# НОУТБУК С ПРИМЕРАМИ ТРЕКИНГА SORT, DEEP SORT

Пример демонстрации с камеры и фотографировании по нажатию на s. Выход осуществляется по q

In [1]:
import cv2

cap = cv2.VideoCapture(0) #0 - камера ноута, 1 -usb

num = 0

while cap.isOpened():

    succes, img = cap.read()

    k = cv2.waitKey(1) # задает ожидание между кадрами в мс

    if k == ord("q"):
        break
    elif k == ord('s'): # wait for 's' key to save and exit
        cv2.imwrite('images/img' + str(num) + '.png', img)
        print("image saved!")
        num += 1

    cv2.imshow('Img',img)

# Release and destroy all windows before termination
cap.release()

cv2.destroyAllWindows()

# SORT

# Пример трекинга всех имеющихся классов 

In [2]:
import torch
import numpy as np
import cv2
from time import time  
from ultralytics import YOLO

# pip install filterpy
# pip install lap

from sort import Sort



class ObjectDetection:

    def __init__(self, capture_index):
       
        self.capture_index = capture_index
        
        self.device = 'cuda' if torch.cuda.is_available() else 'cpu'
        print("Using Device: ", self.device)
        
        self.model = self.load_model()
        
        self.CLASS_NAMES_DICT = self.model.model.names

   

    def load_model(self):
       
        model = YOLO("yolov8m.pt")  # load a pretrained YOLOv8n model
        model.fuse()
    
        return model


    def predict(self, frame):
       
        results = self.model(frame, verbose=False)
        
        return results
    

    def get_results(self, results):
        
        detections_list = []
        
        # Extract detections
        for result in results[0]:
                
            bbox = result.boxes.xyxy.cpu().numpy()
            confidence = result.boxes.conf.cpu().numpy()
            
            
            merged_detection = [bbox[0][0], bbox[0][1], bbox[0][2], bbox[0][3], confidence[0]]
            
            
            detections_list.append(merged_detection)
            
    
        return np.array(detections_list)
    
    
    def draw_bounding_boxes_with_id(self, img, bboxes, ids):
  
        for bbox, id_ in zip(bboxes, ids):

            cv2.rectangle(img,(int(bbox[0]), int(bbox[1])),(int(bbox[2]), int(bbox[3])),(0,0,255),2)
            cv2.putText(img, "ID: " + str(id_), (int(bbox[0]), int(bbox[1] - 10)), cv2.FONT_HERSHEY_SIMPLEX, 0.9, (0, 255, 0), 2)

            
        return img
       
    
    def __call__(self):

        cap = cv2.VideoCapture(self.capture_index)
        assert cap.isOpened()
        cap.set(cv2.CAP_PROP_FRAME_WIDTH, 1280)
        cap.set(cv2.CAP_PROP_FRAME_HEIGHT, 720)
        
        
        # SORT
        sort = Sort(max_age=100, min_hits=8, iou_threshold=0.50)
        
      
        while True:
          
            start_time = time()
            
            ret, frame = cap.read()
            assert ret
            
            results = self.predict(frame)
            detections_list = self.get_results(results)
            
            # SORT Tracking
            if len(detections_list) == 0:
                detections_list = np.empty((0, 5))
        
            
            res = sort.update(detections_list)
                
            boxes_track = res[:,:-1]
            boxes_ids = res[:,-1].astype(int)
            
            frame = self.draw_bounding_boxes_with_id(frame, boxes_track, boxes_ids)
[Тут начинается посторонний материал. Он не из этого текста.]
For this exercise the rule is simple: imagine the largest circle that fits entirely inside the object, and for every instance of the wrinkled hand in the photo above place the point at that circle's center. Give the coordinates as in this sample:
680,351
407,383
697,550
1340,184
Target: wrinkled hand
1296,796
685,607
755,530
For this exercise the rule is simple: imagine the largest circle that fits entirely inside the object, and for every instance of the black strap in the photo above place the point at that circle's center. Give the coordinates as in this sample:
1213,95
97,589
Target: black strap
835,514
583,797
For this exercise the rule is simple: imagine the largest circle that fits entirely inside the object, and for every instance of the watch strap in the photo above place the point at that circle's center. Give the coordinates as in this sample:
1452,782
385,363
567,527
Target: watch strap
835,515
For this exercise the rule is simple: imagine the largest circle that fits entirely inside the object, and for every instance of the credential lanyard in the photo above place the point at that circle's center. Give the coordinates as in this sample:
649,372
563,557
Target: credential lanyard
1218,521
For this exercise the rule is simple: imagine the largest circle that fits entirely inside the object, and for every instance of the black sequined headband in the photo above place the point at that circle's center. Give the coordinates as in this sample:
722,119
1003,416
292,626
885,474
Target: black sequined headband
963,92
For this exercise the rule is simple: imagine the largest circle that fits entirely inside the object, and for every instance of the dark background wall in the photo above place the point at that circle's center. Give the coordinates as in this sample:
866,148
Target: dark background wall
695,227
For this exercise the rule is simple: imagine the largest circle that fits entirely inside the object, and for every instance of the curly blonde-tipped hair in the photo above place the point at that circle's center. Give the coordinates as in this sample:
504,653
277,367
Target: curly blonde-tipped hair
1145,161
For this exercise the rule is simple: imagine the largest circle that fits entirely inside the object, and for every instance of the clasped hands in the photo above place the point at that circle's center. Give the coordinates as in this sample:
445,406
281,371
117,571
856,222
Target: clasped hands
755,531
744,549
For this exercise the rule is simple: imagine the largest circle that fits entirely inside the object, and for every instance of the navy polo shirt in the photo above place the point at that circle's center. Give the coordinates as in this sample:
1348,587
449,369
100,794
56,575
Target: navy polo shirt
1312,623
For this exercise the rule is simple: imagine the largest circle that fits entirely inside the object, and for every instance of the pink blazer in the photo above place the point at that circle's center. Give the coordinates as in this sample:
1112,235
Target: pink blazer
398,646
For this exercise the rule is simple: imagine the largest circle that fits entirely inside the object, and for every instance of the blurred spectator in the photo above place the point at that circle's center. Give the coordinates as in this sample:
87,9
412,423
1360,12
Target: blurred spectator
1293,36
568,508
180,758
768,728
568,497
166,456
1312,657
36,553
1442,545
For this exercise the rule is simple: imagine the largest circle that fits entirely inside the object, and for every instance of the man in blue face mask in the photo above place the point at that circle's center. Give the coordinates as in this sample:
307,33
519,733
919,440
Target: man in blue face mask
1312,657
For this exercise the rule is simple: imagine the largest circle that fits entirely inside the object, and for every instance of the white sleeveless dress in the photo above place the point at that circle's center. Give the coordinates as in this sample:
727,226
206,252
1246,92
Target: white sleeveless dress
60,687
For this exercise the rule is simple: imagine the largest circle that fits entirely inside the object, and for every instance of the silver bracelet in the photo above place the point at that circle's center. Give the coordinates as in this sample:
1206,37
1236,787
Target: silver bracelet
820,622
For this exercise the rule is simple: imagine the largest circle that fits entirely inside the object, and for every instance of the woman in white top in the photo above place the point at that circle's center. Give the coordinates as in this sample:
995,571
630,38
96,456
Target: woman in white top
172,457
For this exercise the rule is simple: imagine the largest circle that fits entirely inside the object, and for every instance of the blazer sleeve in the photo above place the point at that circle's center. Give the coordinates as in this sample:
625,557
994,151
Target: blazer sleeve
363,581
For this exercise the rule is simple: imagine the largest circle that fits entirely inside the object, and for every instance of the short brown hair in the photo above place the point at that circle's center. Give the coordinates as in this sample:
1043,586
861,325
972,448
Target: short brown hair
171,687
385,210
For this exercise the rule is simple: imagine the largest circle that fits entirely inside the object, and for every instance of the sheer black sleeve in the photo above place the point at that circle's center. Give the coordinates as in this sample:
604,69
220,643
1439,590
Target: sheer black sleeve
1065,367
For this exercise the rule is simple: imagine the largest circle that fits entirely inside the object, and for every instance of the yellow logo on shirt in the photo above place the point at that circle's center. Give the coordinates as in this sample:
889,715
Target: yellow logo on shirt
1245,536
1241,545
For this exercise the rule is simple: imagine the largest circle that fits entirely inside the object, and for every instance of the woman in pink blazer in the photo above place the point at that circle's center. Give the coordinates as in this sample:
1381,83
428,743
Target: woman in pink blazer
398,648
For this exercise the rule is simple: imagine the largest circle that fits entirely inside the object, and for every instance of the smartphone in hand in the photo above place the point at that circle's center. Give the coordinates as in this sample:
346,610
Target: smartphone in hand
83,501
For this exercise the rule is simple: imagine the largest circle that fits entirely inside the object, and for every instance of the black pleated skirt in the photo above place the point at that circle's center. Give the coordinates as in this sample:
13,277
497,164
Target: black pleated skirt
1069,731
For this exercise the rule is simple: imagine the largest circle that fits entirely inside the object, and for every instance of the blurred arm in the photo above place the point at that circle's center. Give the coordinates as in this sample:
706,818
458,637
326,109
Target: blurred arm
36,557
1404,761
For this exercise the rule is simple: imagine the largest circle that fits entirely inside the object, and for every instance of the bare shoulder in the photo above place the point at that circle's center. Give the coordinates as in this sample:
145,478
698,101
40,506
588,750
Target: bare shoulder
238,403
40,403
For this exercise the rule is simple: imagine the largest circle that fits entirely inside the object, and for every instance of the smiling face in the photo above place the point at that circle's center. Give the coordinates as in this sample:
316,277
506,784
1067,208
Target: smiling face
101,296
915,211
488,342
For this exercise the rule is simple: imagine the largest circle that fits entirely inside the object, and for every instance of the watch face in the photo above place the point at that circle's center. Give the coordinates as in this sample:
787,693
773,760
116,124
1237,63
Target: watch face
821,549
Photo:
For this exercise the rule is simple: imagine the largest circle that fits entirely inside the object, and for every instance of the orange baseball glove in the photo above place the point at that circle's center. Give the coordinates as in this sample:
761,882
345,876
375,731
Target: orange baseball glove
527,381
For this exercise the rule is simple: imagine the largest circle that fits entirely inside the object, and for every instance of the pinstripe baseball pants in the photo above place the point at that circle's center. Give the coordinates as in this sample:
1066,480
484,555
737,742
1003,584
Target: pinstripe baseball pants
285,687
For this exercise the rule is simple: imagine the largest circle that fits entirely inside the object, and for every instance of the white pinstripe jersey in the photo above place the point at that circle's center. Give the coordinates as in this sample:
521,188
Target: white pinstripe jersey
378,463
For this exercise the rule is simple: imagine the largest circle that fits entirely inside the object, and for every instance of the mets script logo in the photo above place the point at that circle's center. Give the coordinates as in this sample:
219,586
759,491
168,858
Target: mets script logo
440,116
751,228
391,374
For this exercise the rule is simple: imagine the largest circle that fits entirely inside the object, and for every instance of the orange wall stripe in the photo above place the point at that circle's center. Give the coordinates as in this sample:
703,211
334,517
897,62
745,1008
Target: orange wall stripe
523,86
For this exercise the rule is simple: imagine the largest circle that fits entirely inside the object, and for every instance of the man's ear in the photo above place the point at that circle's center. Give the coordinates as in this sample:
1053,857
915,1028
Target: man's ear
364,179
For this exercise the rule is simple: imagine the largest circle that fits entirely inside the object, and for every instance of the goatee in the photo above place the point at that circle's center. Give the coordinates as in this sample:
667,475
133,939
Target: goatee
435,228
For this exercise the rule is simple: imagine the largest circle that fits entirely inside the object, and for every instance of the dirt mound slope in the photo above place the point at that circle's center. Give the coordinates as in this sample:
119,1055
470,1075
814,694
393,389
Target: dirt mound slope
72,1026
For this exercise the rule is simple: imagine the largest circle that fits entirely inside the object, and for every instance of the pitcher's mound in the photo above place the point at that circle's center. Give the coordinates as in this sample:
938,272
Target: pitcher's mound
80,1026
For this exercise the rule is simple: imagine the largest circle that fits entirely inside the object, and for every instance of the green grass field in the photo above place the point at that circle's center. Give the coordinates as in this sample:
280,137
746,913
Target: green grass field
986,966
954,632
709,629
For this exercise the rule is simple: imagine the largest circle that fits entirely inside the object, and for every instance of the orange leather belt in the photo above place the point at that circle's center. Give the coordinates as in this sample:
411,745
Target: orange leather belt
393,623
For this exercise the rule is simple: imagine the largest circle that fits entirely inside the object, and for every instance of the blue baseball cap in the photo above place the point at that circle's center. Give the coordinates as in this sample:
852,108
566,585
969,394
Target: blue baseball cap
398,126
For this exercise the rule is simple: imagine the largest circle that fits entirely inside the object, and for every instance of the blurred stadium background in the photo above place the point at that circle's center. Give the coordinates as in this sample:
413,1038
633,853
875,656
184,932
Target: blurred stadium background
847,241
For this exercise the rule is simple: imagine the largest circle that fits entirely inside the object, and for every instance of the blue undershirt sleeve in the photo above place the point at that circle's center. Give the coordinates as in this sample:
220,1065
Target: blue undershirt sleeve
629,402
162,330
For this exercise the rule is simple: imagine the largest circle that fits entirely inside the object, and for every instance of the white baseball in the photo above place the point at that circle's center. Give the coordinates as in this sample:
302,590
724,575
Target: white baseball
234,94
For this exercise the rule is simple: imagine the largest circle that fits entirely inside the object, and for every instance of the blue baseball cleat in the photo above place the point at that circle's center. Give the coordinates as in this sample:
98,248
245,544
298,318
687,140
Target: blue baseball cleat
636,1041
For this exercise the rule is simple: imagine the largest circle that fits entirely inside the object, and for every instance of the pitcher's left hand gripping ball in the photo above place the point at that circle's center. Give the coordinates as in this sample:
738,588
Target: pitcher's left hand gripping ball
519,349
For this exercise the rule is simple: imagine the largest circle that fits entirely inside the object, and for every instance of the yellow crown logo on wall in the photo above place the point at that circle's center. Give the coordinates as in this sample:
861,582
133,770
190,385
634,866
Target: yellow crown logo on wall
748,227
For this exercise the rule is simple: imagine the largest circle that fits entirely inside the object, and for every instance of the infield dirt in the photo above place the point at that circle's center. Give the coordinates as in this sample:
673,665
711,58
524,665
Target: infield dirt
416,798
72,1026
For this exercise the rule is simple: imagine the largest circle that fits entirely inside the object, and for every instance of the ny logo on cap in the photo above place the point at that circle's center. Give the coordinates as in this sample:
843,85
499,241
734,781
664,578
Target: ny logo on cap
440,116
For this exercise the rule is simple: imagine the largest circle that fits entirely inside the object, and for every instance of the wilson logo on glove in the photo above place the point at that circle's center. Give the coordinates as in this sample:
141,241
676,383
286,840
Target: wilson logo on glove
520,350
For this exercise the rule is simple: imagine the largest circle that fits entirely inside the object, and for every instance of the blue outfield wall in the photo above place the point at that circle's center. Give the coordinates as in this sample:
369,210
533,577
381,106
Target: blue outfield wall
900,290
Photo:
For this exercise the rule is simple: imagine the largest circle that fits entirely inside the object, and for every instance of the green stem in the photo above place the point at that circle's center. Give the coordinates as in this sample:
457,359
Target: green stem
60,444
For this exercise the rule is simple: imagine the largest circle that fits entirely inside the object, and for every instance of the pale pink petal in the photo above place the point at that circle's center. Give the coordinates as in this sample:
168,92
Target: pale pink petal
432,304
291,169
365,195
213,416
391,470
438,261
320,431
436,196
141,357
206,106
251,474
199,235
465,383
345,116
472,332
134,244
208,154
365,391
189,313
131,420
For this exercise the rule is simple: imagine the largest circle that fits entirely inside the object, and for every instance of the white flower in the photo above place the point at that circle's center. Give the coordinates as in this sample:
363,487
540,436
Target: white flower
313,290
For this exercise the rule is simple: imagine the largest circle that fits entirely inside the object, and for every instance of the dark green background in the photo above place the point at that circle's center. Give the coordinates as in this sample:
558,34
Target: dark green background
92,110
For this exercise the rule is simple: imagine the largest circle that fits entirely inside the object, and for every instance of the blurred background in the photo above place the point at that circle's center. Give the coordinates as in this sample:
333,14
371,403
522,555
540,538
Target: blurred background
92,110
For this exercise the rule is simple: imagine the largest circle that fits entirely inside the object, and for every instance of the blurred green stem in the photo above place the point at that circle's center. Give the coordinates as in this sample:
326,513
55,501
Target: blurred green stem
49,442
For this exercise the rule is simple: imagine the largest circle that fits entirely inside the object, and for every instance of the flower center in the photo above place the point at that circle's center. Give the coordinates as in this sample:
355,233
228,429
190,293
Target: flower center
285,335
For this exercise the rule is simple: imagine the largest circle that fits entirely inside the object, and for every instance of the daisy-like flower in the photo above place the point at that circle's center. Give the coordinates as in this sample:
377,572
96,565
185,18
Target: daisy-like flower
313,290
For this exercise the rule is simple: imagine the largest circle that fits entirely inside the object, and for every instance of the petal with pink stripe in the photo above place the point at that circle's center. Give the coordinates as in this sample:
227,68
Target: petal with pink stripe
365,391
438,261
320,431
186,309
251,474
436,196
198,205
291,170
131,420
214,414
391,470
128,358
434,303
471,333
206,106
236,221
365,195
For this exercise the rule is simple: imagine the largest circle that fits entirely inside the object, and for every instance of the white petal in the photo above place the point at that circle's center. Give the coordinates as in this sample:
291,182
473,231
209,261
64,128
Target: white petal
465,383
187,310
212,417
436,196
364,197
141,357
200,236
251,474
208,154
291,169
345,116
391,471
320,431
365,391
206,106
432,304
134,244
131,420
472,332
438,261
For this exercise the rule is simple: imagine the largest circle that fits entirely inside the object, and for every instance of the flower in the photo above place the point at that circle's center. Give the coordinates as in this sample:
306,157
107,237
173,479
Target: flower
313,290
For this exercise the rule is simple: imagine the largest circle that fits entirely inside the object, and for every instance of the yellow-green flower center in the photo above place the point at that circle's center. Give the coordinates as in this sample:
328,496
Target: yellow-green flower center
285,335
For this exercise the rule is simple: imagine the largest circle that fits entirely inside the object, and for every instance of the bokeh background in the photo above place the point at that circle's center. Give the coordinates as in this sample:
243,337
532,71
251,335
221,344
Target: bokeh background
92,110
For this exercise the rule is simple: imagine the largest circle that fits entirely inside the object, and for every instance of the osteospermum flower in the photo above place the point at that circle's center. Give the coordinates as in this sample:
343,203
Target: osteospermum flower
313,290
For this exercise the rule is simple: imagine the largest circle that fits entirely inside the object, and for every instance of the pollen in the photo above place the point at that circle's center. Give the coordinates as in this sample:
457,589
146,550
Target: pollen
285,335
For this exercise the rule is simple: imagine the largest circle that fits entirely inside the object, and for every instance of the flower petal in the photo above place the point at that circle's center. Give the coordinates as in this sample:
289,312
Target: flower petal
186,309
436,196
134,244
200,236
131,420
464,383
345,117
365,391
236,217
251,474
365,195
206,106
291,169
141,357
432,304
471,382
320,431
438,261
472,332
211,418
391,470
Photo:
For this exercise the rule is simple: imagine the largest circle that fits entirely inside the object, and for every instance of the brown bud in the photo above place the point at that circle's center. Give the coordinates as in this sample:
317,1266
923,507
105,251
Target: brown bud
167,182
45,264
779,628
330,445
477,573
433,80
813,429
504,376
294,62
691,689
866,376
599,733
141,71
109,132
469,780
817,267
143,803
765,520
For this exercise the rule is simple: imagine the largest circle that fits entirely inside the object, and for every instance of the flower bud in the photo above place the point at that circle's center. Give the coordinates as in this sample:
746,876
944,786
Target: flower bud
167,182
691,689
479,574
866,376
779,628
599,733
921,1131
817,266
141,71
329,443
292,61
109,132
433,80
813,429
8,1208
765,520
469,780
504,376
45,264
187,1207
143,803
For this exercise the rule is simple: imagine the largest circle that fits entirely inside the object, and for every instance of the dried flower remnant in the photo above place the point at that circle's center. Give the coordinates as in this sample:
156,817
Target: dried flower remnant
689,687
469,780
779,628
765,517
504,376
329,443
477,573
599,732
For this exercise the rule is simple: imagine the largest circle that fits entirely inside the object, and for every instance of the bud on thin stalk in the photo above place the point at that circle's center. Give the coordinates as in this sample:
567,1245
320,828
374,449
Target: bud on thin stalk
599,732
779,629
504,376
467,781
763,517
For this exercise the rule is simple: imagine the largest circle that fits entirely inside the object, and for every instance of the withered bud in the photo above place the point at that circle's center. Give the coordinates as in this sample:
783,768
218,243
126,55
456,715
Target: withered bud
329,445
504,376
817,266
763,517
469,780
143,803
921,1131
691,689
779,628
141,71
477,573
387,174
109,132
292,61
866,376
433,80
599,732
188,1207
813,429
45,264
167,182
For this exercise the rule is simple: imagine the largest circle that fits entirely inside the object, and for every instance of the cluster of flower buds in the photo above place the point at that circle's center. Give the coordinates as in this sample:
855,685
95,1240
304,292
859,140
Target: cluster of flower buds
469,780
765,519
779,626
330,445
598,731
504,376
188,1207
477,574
            end_time = time()
            fps = 1/np.round(end_time - start_time, 2)
             
            cv2.putText(frame, f'FPS: {int(fps)}', (20,70), cv2.FONT_HERSHEY_SIMPLEX, 1.5, (0,255,0), 2)
            
            cv2.imshow('YOLOv8 Detection', frame)
 
            if cv2.waitKey(1) & 0xFF == ord("q"):
                break
        
        cap.release()
        cv2.destroyAllWindows()
        
        
    
detector = ObjectDetection(capture_index=0)
detector()

Using Device:  cuda


YOLOv8m summary (fused): 218 layers, 25886080 parameters, 0 gradients, 78.9 GFLOPs


# Пример с детекцией всего и трекинга лишь класса человек

In [3]:
import torch
import numpy as np
import cv2
from time import time  
from ultralytics import YOLO
import random

# pip install filterpy
# pip install lap

import os
from sort import Sort


class ObjectDetection:

    def __init__(self, capture_index):
       
        self.capture_index = capture_index
        
        self.device = 'cuda' if torch.cuda.is_available() else 'cpu'
        print("Using Device: ", self.device)
        
        self.model = self.load_model()
        
        self.CLASS_NAMES_DICT = self.model.model.names
    
    

    def load_model(self):
       
        model = YOLO("yolov8m.pt")  # load a pretrained YOLOv8n model
        model.fuse()
    
        return model


    def predict(self, frame):
       
        results = self.model(frame, verbose=False)
        
        return results
    

    def get_results(self, results):
        
        detections_list = []
        
        # Extract detections for person class
        for result in results[0]:
            class_id = result.boxes.cls.cpu().numpy().astype(int)
            
            if class_id == 0:
                    
                bbox = result.boxes.xyxy.cpu().numpy()
                confidence = result.boxes.conf.cpu().numpy()
                
                merged_detection = [bbox[0][0], bbox[0][1], bbox[0][2], bbox[0][3], confidence[0]]
                
                detections_list.append(merged_detection)
            
    
        return np.array(detections_list)
    
    
    def draw_bounding_boxes_with_id(self, img, bboxes, ids):
  
        for bbox, id_ in zip(bboxes, ids):

            cv2.rectangle(img,(int(bbox[0]), int(bbox[1])),(int(bbox[2]), int(bbox[3])),(0,0,255),2)
            cv2.putText(img, "ID: " + str(id_), (int(bbox[0]), int(bbox[1] - 10)), cv2.FONT_HERSHEY_SIMPLEX, 0.9, (0, 255, 0), 3)

            
        return img
    
    def draw_bounding_boxes_without_id(self, frame, results):
        boxes = results[0].boxes.xyxy.cpu().numpy().astype(int)
        classes = results[0].boxes.cls.cpu().numpy().astype(int)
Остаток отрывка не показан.